Ce mardi marque le 48e anniversaire de la loi Veil qui a vu l’avortement dépénalisé puis prévu dans la loi française.
Fin novembre, l’Assemblée nationale a adopté un projet de loi visant à inscrire le droit à l’avortement dans la Constitution. Le projet de loi est désormais attendu au Sénat le 1er février 2023. Pour les associations de défense des droits sexuels et reproductifs et des droits des femmes, il est primordial que l’accès à l’avortement soit inscrit dans la Constitution.
C’est important parce que cela signifie que le droit à l’avortement est reconnu comme un droit fondamental, a déclaré Gaillot.
Au-delà d’une symbolique forte, l’inscription du droit à l’avortement dans la Constitution garantirait l’accès à l’avortement quelle que soit la majorité politique au pouvoir.
Ce qui est permis par la loi peut être défait par une autre loi. Nous devons réaffirmer la protection que nous voulons accorder à l’avortement, a déclaré Mathilde Panot, députée de France Insoumise (LFI), à EURACTIV.
C’est une garantie supplémentaire, confirme Gaillot. On l’a vu aux États-Unis : la volonté d’un seul homme peut conduire à un renversement de situation.
Le 24 juin 2022, la Cour suprême des États-Unis a révoqué le droit constitutionnel à l’avortement, laissant à chaque État le soin de décider de maintenir ou non ce droit.
Pour protéger le droit à l’avortement en Europe, les députés européens ont demandé, dans une résolution adoptée en juillet dernier, que le droit à l’avortement soit inscrit dans la Charte européenne des droits fondamentaux.
La demande des eurodéputés doit maintenant être examinée par le Conseil européen, mais le sujet est partagé entre les États membres et l’unanimité semble peu probable.
En effet, bien que l’avortement soit légal presque partout en Europe, plusieurs obstacles et restrictions spécifiques sont toujours en place dans certains pays, soulignait en juin dernier un communiqué de 70 associations de défense des droits des femmes.
A Malte, l’avortement est totalement interdit et les femmes qui subissent l’intervention ou achètent des comprimés abortifs risquent jusqu’à trois ans de prison.
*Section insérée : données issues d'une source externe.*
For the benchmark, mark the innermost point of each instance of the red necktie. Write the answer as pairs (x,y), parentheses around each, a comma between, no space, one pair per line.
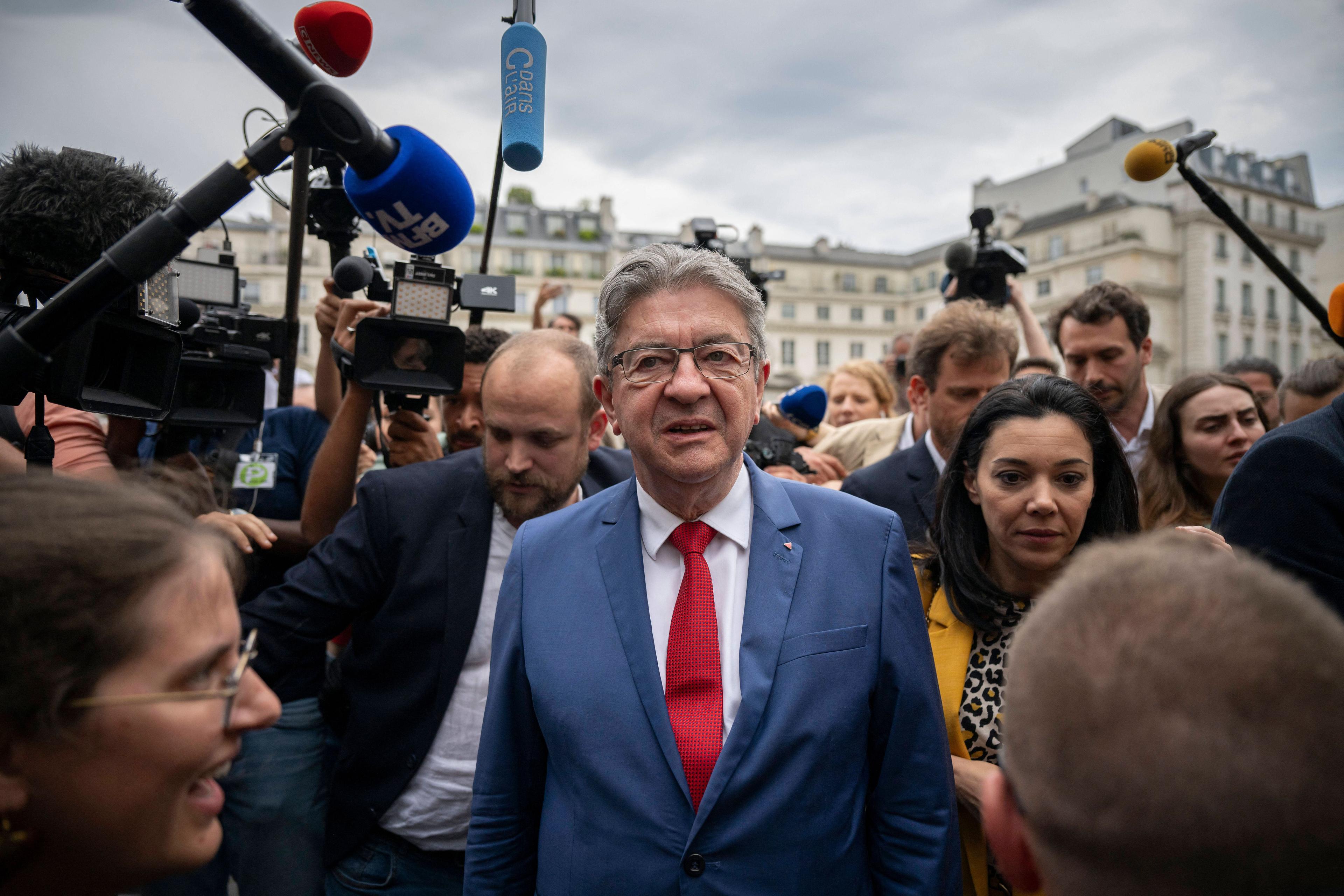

Des changements sont cependant en cours avec la loi qui doit être modifiée pour permettre aux médecins d’effectuer des procédures médicales sur une femme enceinte même si cela risque la vie du fœtus, ce qui était auparavant illégal en toutes circonstances.
Depuis septembre dernier, les femmes hongroises qui souhaitent avorter sont obligées d’écouter battre le cœur du fœtus avant d’avoir accès aux soins de santé de base.